Polymorphisms in the cytochrome P450 1B1 (CYP1B1) and glutathione S-transferase (GST) drug metabolic enzymes, which are responsible for metabolic activation/detoxification of estrogen and environmental carcinogens, were analyzed for their association with breast cancer risk in 541 cases and 635 controls from a North Carolina population. Each polymorphism, altering the catalytic function of their respective enzymes, was analyzed in Caucasian and African-American women. As reported in previous studies, individual polymorphisms did not significantly impact breast cancer risk in either Caucasian or African-American women. However, African-American women exhibited a trend towards a protective effect when they had at least one CYP1B1 119S allele (OR=0.53; 95% CI=0.20-1.40) and increased risk for those women harboring at least one CYP1B1 432V allele (OR=5.52; 95% CI=0.50-61.37). Stratified analyses demonstrated significant interactions in younger (age < or =60) Caucasian women with the CYP1B1 119SS genotype (OR=3.09; 95% CI=1.22-7.84) and younger African-American women with the GSTT1 null genotype (OR=4.07; 95% CI=1.12-14.80). A notable trend was also found in Caucasian women with a history of smoking and at least one valine allele at GSTP1 114 (OR=2.12; 95% CI=1.02-4.41). In Caucasian women, the combined GSTP1 105IV/VV and CYP1B1 119AA genotypes resulted in a near 2-fold increase in risk (OR=1.96; 95% CI=1.04-3.72) and the three way combination of GSTP1 105IV/VV, CYP1B1 119AS/SS and GSTT1 null genotypes resulted in an almost 4-fold increase in risk (OR=3.97; 95% CI=1.27-12.40). These results suggest the importance of estrogen/carcinogen metabolic enzymes in the etiology of breast cancer, especially in women before the age of 60, as well as preventative measures such as smoking cessation.
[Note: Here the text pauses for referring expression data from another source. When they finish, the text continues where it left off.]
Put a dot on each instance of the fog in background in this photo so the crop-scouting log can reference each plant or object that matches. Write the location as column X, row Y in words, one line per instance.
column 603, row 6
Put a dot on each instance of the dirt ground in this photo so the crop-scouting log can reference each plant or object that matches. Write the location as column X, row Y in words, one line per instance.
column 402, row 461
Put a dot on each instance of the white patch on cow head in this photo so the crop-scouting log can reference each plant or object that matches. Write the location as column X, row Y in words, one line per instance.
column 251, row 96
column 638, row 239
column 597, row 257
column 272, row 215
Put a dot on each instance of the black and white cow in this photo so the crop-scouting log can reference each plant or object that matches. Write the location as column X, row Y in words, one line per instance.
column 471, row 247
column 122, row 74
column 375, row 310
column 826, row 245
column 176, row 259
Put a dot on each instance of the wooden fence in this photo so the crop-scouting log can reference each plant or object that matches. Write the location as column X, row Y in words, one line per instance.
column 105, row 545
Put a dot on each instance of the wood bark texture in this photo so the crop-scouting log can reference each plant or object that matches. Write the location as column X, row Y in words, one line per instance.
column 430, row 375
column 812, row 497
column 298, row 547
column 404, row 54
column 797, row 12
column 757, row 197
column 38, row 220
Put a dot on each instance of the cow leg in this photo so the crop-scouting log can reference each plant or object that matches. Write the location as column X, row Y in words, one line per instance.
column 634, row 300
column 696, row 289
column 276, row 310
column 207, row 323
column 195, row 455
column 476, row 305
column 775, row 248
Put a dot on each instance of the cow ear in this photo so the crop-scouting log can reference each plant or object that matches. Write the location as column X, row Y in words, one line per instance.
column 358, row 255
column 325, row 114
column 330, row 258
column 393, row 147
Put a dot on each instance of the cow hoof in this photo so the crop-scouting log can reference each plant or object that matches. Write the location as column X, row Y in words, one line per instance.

Polymorphisms in drug metabolism genes, smoking, and p53 mutations in breast cancer.

Polymorphisms in phase I and phase II enzymes may enhance the occurrence of mutations at critical tumor suppressor genes, such as p53, and increase breast cancer risk by either increasing the activation or detoxification of carcinogens and/or endogenous estrogens. We analyzed polymorphisms in CYP1B1, GSTM1, GSTT1, and GSTP1 and p53 mutations in 323 breast tumor samples. Approximately 11% of patients exhibited mutations in p53. Women with mutations had a significantly younger age of diagnosis (P = 0.01) and a greater incidence of tumors classified as stage II or higher (P = 0.002). More women with mutations had a history of smoking (55%) compared to women without mutations (39%). Although none of the genotypes alone were associated with p53 mutations, positive smoking history was associated with p53 mutations in women with the GSTM1 null allele [OR = 3.54; 95% CI = 0.97-12.90 P = 0.06] compared to women with the wild-type genotype and smoking history [OR = 0.62, 95% CI = 0.19-2.07], although this association did not reach statistical significance. To test for gene-gene interactions, our exploratory analysis in the Caucasian cases suggested that individuals with the combined GSTP1 105 VV, CYP1B1 432 LV/VV, and GSTM1 positive genotype were more likely to harbor mutations in p53 [OR = 4.94; 95% CI = 1.11-22.06]. Our results suggest that gene-smoking and gene-gene interactions may impact the prevalence of p53 mutations in breast tumors. Elucidating the etiology of breast cancer as a consequence of common genetic polymorphisms and the genotoxic effects of smoking will enable us to improve the design of prevention strategies, such as lifestyle modifications, in genetically susceptible subpopulations.